Evanston school board candidates were challenged at a forum Thursday night about policies that send kids with disruptive behavioral problems to out-of-town special education programs.
During her 5th Ward meeting at the Fleetwood-Jourdain Community Center, Alderman Delores Holmes said students bused out of the community feel disenfranchised, come back while it’s still early in the day and get into trouble.
She asked the candidates whether there’s been consideration of having an alternative school in Evanston, rather than sending them away.
And Judith Treadway, District 65’s parent liaison for students experiencing homelessness, said the districts are paying money to send kids to programs, such as the one at Joseph Academy in Des Plaines. She said those funds might be better spent to set up a program here.
Evanston Township High School board member Jonathan Baum said ETHS “goes to the greatest possible lengths to avoid removing a child from our school for disciplinary reasons.”
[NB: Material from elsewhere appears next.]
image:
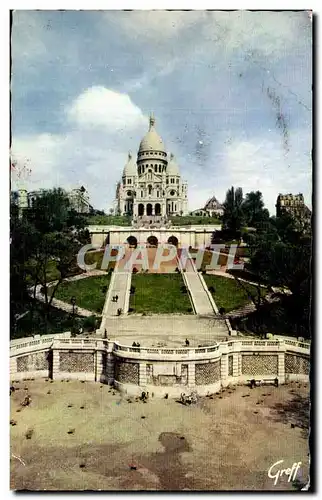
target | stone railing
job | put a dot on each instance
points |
(163, 369)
When it is done, Baum said, it’s to protect the student who’s being removed and other students in the building.
Mark Metz.
ETHS board member Mark Metz said bringing such programs into the community would have some advantages, but there would also be challenges to having the student “remain on the property in the environment where the trouble started.”
“We’d have to create some separate space,” Metz said, “because part of the idea is to get them out of the environment that was leading them down the wrong path.”
Two candiates seeking their first term on the ETHS board, Monique Parsons and Anne Sills, said they were not familiar with the issue and challenger Adrian Dortch suggested that having a school in each ward would address it.